Reinventing Access Control: Fingerprinting for Credential Protection

Reinventing Access Control: Fingerprinting for Credential Protection
In the evolving landscape of cybersecurity, traditional credential-based security is increasingly viewed as fundamentally broken. At VULNCON 2025, Aditya Singh, a cyber security analyst and independent researcher, presented a compelling talk on how we can move beyond passwords by leveraging something we already leak every day: our digital fingerprint.

What is Digital Fingerprinting?

Unlike cookies, which Aditya describes as removable "name tags," a digital fingerprint is more akin to digital DNA. While cookies require user consent, can be deleted, and fail to work in incognito mode, fingerprinting is a passive collection process that remains persistent. It combines unique characteristics from your hardware, software, and network to create an identifier that is incredibly difficult to spoof or manipulate.

The Four Pillars of Device Intelligence

Aditya’s research categorises fingerprinting into four primary layers, each adding "entropy" to make the final identifier more unique.

  1. Browser Fingerprinting
    This is the front line of identification. Techniques include:
    • Audio Fingerprinting: Using the Web Audio API to see how a browser processes sound. Because different browsers (Chrome vs Firefox) and operating systems handle mathematical optimisations differently, they produce unique audio buffer values.
    • Canvas Fingerprinting: This uses HTML5 canvas elements to render text and shapes. The resulting image depends on your graphics drivers, fonts, and sub-pixel anti-aliasing behaviour, which is then hashed into a unique ID.
    • Favicon Cache: A particularly stealthy method involving the browser's favicon cache. By tracking which favicons (shortcut icons) a browser requests or already has stored, a server can create a unique bit ID for a user that persists even if cookies are cleared.
  1. Device Fingerprinting
    This layer queries the hardware directly.
    • GPU Fingerprinting: By using the WebGL API, researchers can identify the GPU vendor (NVIDIA, AMD, Intel) and test specific rendering capabilities and precision behaviours unique to that hardware.
    • Math Fingerprinting: Different processors and JavaScript engines (like V8 or SpiderMonkey) handle floating-point operations and rounding behaviours with slight variations, allowing for identification based on mathematical precision results.
  1. Network Fingerprinting
    This involves analysing the initial communication patterns. A key technique mentioned is TLS Fingerprinting (specifically JA4). By looking at cipher suites, extensions, and algorithms during the TLS handshake—before encryption even begins—security systems can identify the type of device or even detect C2 malware communications.
  2. Side-Channel Fingerprinting
    The most advanced and "unavoidable" layer
    • CPU Benchmarking: This measures micro-architectural details like cache sizes (L1, L2, L3) and core performance through pointer-chasing scripts.
    • Clock Deviation: Every computer has a quartz crystal oscillator, and no two crystals oscillate at the exact same frequency. This "clock skew" creates a unique signature based on manufacturing tolerances and hardware aging, making it a powerful tool for identification that cannot be simply disabled in settings.

Integrating Fingerprints into Access Control

The goal of this research is not just tracking, but reinventing access control. Aditya suggests that organisations can combine these layers to verify identities during login without bothering the user with extra steps.

This creates a multi-stage defence:

  • Initial Authentication: Verifying the fingerprint alongside credentials.
  • Continuous Verification: Ensuring the fingerprint remains consistent throughout a session.
  • Anomaly Detection: If a user provides the correct password but their fingerprint (e.g., CPU type or clock skew) has completely changed, the system can flag it as a high-risk login or block it entirely.

Is This a Privacy Violation?

While fingerprinting is often associated with tracking, Aditya argues that in the context of security, it is a vital tool for risk-based authentication. Major companies like Google already use these variations to determine the risk level of a login attempt rather than relying solely on passwords.
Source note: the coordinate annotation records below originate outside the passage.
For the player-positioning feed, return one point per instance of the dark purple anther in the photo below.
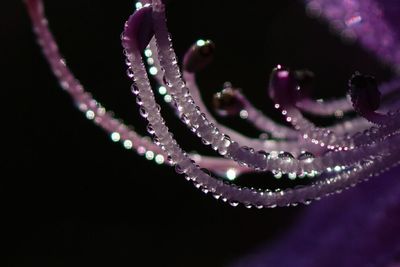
(199, 56)
(139, 29)
(226, 103)
(364, 93)
(283, 87)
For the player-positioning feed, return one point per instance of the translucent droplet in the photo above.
(129, 72)
(134, 89)
(285, 156)
(150, 129)
(264, 154)
(233, 203)
(306, 157)
(143, 112)
(277, 174)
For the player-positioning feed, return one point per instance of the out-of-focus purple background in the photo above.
(72, 197)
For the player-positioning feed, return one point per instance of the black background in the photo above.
(71, 197)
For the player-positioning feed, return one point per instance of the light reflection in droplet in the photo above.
(128, 144)
(115, 137)
(159, 159)
(149, 155)
(231, 174)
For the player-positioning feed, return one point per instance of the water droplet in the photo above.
(134, 89)
(285, 156)
(306, 157)
(233, 203)
(143, 112)
(150, 129)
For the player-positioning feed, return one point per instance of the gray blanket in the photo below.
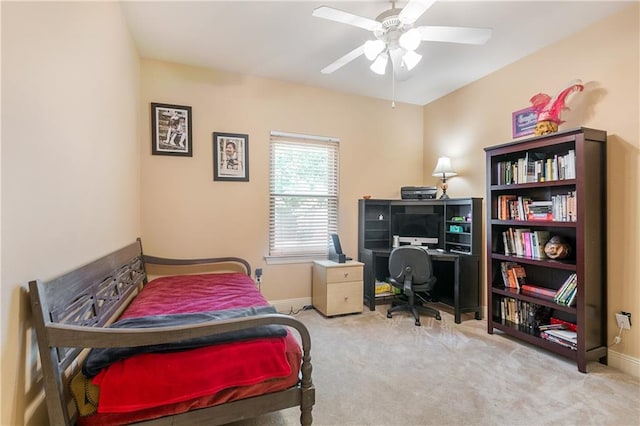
(100, 358)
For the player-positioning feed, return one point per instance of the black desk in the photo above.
(458, 276)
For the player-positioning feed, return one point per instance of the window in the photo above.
(303, 195)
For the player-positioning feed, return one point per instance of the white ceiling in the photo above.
(282, 40)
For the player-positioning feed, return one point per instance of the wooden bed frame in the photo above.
(72, 312)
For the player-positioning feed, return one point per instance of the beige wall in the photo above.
(70, 180)
(186, 213)
(75, 131)
(605, 57)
Bypassing such a system is nearly impossible for an attacker, as they would need to replicate the victim's exact hardware, browser extensions, and even the physical quirks of their CPU.

Think of a standard login like a security guard checking an ID card (your password); it can be forged or stolen. Digital fingerprinting is like the guard also recognising your height, the way you walk, and the specific sound of your voice. Even if someone else steals your ID card, they cannot easily replicate your physical presence.